Favoritisme ? Aucunement ! Intérêt légitime. La demoiselle a en effet un trait qui nous avait beaucoup plu et nous nous étions engagés à garder un œil sur la suite de sa carrière. Voilà qui était bien inspiré puisque son nouveau bébé (dans le cas présent, un bébé éprouvette) prouve une nouvelle fois qu'elle mérite amplement notre attention.

Ceci étant dit, nous voici avec un récit de science-fiction un peu "à l'ancienne" (mais on y reviendra) d'après les romans de Paul-Jean Hérault (les sagas Cal de Ter, Gurvan, La Treizième Génération), adapté par Mathieu Mariolle (De sang froid, l'adaptation de Foot 2 rue, la saga dérivée de Thorgal Kriss de Valnor, Le Dernier Secret d'Hitler) et dessiné par notre copine susmentionnée... que du beau monde, donc !

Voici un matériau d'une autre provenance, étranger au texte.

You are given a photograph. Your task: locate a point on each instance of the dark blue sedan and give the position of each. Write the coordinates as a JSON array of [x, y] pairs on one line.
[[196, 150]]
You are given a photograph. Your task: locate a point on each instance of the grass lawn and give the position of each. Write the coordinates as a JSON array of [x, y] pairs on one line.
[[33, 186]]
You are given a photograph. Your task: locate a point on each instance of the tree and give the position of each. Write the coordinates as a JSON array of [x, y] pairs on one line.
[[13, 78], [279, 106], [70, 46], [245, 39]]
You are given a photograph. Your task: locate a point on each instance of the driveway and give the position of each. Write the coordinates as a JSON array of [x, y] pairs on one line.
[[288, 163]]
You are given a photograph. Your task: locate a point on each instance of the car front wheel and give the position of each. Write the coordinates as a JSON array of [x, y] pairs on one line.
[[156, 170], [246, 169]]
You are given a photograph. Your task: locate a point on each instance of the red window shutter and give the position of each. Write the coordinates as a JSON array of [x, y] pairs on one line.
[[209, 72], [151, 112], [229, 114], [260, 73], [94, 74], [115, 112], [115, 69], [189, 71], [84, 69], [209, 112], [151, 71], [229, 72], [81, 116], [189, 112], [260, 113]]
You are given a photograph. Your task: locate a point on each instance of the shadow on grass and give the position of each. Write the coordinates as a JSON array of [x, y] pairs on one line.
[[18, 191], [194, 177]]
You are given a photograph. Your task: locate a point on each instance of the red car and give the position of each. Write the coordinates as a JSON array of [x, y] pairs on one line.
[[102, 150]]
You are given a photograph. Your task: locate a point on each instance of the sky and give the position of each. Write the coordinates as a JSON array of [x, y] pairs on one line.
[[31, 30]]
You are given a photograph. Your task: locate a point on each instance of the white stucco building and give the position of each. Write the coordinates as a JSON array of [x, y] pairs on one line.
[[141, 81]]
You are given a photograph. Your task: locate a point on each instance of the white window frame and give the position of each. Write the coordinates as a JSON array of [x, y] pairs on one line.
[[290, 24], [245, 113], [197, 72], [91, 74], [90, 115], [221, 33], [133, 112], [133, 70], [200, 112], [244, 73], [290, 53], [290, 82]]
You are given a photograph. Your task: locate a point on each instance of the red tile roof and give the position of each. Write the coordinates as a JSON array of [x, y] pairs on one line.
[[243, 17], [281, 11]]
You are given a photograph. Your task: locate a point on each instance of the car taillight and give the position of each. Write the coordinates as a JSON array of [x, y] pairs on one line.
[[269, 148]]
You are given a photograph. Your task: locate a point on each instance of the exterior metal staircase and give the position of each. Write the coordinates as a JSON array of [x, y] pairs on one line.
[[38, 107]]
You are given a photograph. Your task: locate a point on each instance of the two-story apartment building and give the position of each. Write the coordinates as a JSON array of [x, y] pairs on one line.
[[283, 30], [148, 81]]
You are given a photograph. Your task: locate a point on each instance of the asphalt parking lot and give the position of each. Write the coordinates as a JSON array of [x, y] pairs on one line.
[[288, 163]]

Quelque part dans les profondeurs infinies et insondables de l'espace intersidéral (c'est pompeux et inutile mais j'avais envie de l'écrire ainsi), une colonie sous-terraine génère artificiellement des soldats de la Coalition terrienne ; tout plein de clones cultivés in vitro dont le patrimoine génétique partiellement aléatoire les prédispose qui à être fantassins, qui navigants, qui... pilotes, comme notre héros Gurvan.

En tant que futur pilote d'intercepteur, il va bientôt, dès la fin de sa formation au sein du Materédu, devoir prendre part à des combats spatiaux terriblement meurtriers. Cependant, même si les chances de survie de Gurvan et ses semblables sont minimes, ce dernier nourrit un rêve : survivre à sept ans de conflit et pouvoir ainsi être réformé et finir son existence sur la planète de son choix. Pour Gurvan, le choix est fait, il veut rejoindre nulle autre que la Terre, la planète d'origine de l'Humanité ! Toutefois, personne ne connaît qui que ce soit ayant survécu aussi longtemps. C'est là qu'est l'os !


À dire vrai, il y a même un os plus gros que ça dont la moëlle aura un goût bien amer mais dont ces pauvres gosses ignorent encore l'existence : leur ennemi n'est pas tel qu'ils le croient et... leur état-major leur ment tellement qu'on dirait un community manager de Panini prétendant que leur travail atteint systématiquement des sommets en matière de qualité éditoriale (il paraît qu'on est des anti-Panini primaires ; je ne contredis jamais les gens, moi... c'est une perte de temps ; je me conforme à leurs attentes, c'est plus marrant).

Ajoutons que cette BD tisse des liens tout à fait crédibles entre ses protagonistes et que les réactions des personnages sont compréhensibles au vu de leurs personnalités respectives. Sans doute pourrait-on penser que c'est bien là le minimum syndical mais c'est loin d'être aussi réussi dans toutes les lectures qui nous passent entre les mains.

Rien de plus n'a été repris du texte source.